Webb, Gaz Devlerinde Karbondioksit Gözledi
James Webb Uzay Teleskobu, bir gezegen sistemindeki birden fazla gaz devinin doğrudan görüntülerini elde etti. 130 ışık yılı uzaklıktaki genç bir sistem olan HR 8799, gezegen oluşum teorileri için uzun zamandır izlenmektedir.
Gözlemler, daha önce de üzerinde çalışılmış HR 8799 gezegenlerinin karbondioksit gazı açısından zengin olduğunu gösteriyor. Bu, sistemin dört gaz devinin Jüpiter ve Satürn gibi oluştuğuna dair güçlü kanıtlar sağlıyor. Molekül bulutunun yavaş yavaş yıldız oluşturduğu erken döneminde, katı çekirdeğin çevresindeki gazı çekerek üzerine yığması olarak bilinen bir süreç.
Sonuçlar ayrıca Webb’in görüntüleme yoluyla ötegezegen atmosferlerinin kimyasını çıkarabildiğini de göstermektedir. Bu teknik, Webb’in atmosferik bileşimi çözebilen güçlü tayfölçer aletleriyle sağlanmaktadır.
Baltimore’daki Johns Hopkins Üniversitesinden William Balmer, ”Bu güçlü karbondioksit özelliklerini tespit ederek, bu gezegenlerin atmosferlerinde karbon, oksijen ve demir gibi daha ağır elementlerin var olduğunu gösterdik” dedi. “Çevresinde dolandıkları yıldız hakkında bildiklerimiz göz önüne alındığında, bu muhtemelen doğrudan görebileceğimiz gezegenlerin çekirdek yığılması yoluyla oluştuklarını gösteren heyecan verici bir sonuç.”
Balmer, The Astrophysical Journal‘da yayımlanan sonuçları duyuran çalışmanın baş yazarıdır. Balmer ve ekibinin analizi ayrıca Webb’in 51 Eridani adlı 97 ışık yılı uzaklıktaki bir sistemin gözlemini de içeriyor.


HR 8799, Güneş sistemimizin 4,6 milyar yıllık yaşının küçük bir kısmı, yaklaşık 30 milyon yıl yaşında olan genç bir sistemdir. Kaotik durumdaki sistemdeki sıcak gezegenler, bilim insanlarına nasıl oluştukları hakkında değerli veriler veren büyük miktarda kırmızı ötesi ışık yaymaktadır.
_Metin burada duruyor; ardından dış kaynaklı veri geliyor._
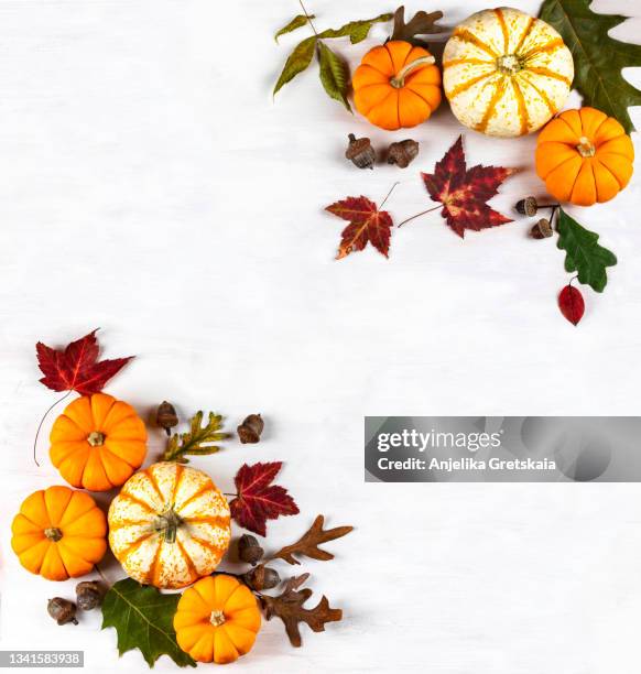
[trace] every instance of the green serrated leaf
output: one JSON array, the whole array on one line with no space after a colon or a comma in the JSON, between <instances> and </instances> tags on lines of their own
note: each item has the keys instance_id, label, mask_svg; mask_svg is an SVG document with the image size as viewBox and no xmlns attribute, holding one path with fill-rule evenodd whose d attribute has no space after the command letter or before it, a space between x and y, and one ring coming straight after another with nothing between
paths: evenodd
<instances>
[{"instance_id":1,"label":"green serrated leaf","mask_svg":"<svg viewBox=\"0 0 641 674\"><path fill-rule=\"evenodd\" d=\"M180 599L180 594L163 595L131 578L118 580L102 599L102 629L116 628L120 655L139 649L150 667L161 655L169 655L180 667L195 667L176 642L173 621Z\"/></svg>"},{"instance_id":2,"label":"green serrated leaf","mask_svg":"<svg viewBox=\"0 0 641 674\"><path fill-rule=\"evenodd\" d=\"M541 19L562 35L574 57L574 86L584 105L618 119L634 130L629 106L641 105L641 91L623 79L621 68L641 66L641 45L620 42L609 31L626 21L619 14L596 14L590 0L545 0Z\"/></svg>"},{"instance_id":3,"label":"green serrated leaf","mask_svg":"<svg viewBox=\"0 0 641 674\"><path fill-rule=\"evenodd\" d=\"M327 95L339 100L351 112L347 100L347 83L349 81L347 63L323 42L318 43L318 63L320 64L320 81Z\"/></svg>"},{"instance_id":4,"label":"green serrated leaf","mask_svg":"<svg viewBox=\"0 0 641 674\"><path fill-rule=\"evenodd\" d=\"M305 17L305 14L298 14L294 17L290 23L283 25L283 28L274 35L274 40L278 42L281 35L285 33L292 33L296 29L303 28L306 23L309 22L309 19L316 19L314 14L309 14L309 17Z\"/></svg>"},{"instance_id":5,"label":"green serrated leaf","mask_svg":"<svg viewBox=\"0 0 641 674\"><path fill-rule=\"evenodd\" d=\"M279 93L281 87L294 79L296 75L305 70L312 63L316 47L316 35L312 35L312 37L303 40L303 42L300 42L294 47L294 51L290 54L287 61L285 61L281 76L276 81L274 87L274 96Z\"/></svg>"},{"instance_id":6,"label":"green serrated leaf","mask_svg":"<svg viewBox=\"0 0 641 674\"><path fill-rule=\"evenodd\" d=\"M393 14L380 14L373 19L363 19L362 21L350 21L339 29L327 29L322 33L318 33L318 37L347 37L351 44L362 42L369 34L371 26L374 23L384 23L391 21Z\"/></svg>"},{"instance_id":7,"label":"green serrated leaf","mask_svg":"<svg viewBox=\"0 0 641 674\"><path fill-rule=\"evenodd\" d=\"M203 412L196 412L189 422L189 432L175 433L169 439L163 460L186 463L185 456L187 454L194 456L215 454L220 447L213 443L229 437L227 433L220 433L221 426L222 416L220 414L209 412L207 424L203 426Z\"/></svg>"},{"instance_id":8,"label":"green serrated leaf","mask_svg":"<svg viewBox=\"0 0 641 674\"><path fill-rule=\"evenodd\" d=\"M601 293L608 283L606 268L617 264L617 257L597 243L599 235L582 227L563 208L558 209L557 248L565 250L565 270L577 272L579 283Z\"/></svg>"}]
</instances>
Güneş sistemimizdeki devler gibi, katı çekirdeklerin çevrelerindeki gazı çekerek büyümesi veya çoğunlukla yıldızla aynı tür malzemeden yapılmış olan genç soğuma diskindeki maddenin hızla büyük cisimlere dönüşmesidir. İlk işleme çekirdek birikimi, ikincisine ise disk kararsızlığı denir. Hangi oluşum modelinin daha fazla olduğunu bilmek, bilim insanlarına diğer sistemlerde buldukları gezegen türleri için ayrım yapma şansını verebilir.
Balmer, ”Bu tür araştırmalarla, kendi Güneş sistemimizi, yaşamımızı diğer ötegezegen sistemlerle kıyaslayabiliriz” dedi. “Diğer Güneş sistemlerinin fotoğraflarını çekmek ve bizimkine kıyasla ne kadar benzer veya farklı olduklarını görmek istiyoruz. Oradan, Güneş sistemimizin gerçekte ne kadar eşsiz veya ne kadar normal olduğu hakkında bir fikir sahibi olabiliriz.”
Yıldızlarının parlaklığı yanında gezegenler oldukça sönük göründüğünden, keşfedilen yaklaşık 6.000 ötegezegenden çok azı doğrudan görüntülendi. HR 8799 ve 51 Eridani’deki gezegen görüntüleri, parlak yıldızlarından gelen ışığı maskeleyerek gizli dünyaları ortaya çıkaran Webb’in NIRCam (Yakın Kızılötesi Kamera) koronagrafı sayesinde mümkün oldu.
Bu teknoloji, ekibin gezegenlerin yaydığı ve belirli gazlar tarafından emilen kırmızı öte ışığı aramasına olanak sağladı. Ekip, dört HR 8799 gezegeninin daha önce düşünülenden daha fazla ağır element içerdiğini buldu.
Ekip, diğer yıldızların yörüngesinde gördükleri cisimlerin gerçekten dev gezegenler mi yoksa nükleer füzyonu başlatacak kadar kütle biriktiremeyen kahverengi cüceler mi olduğunu belirlemek için daha ayrıntılı gözlemlere ihtiyaç duyuyor.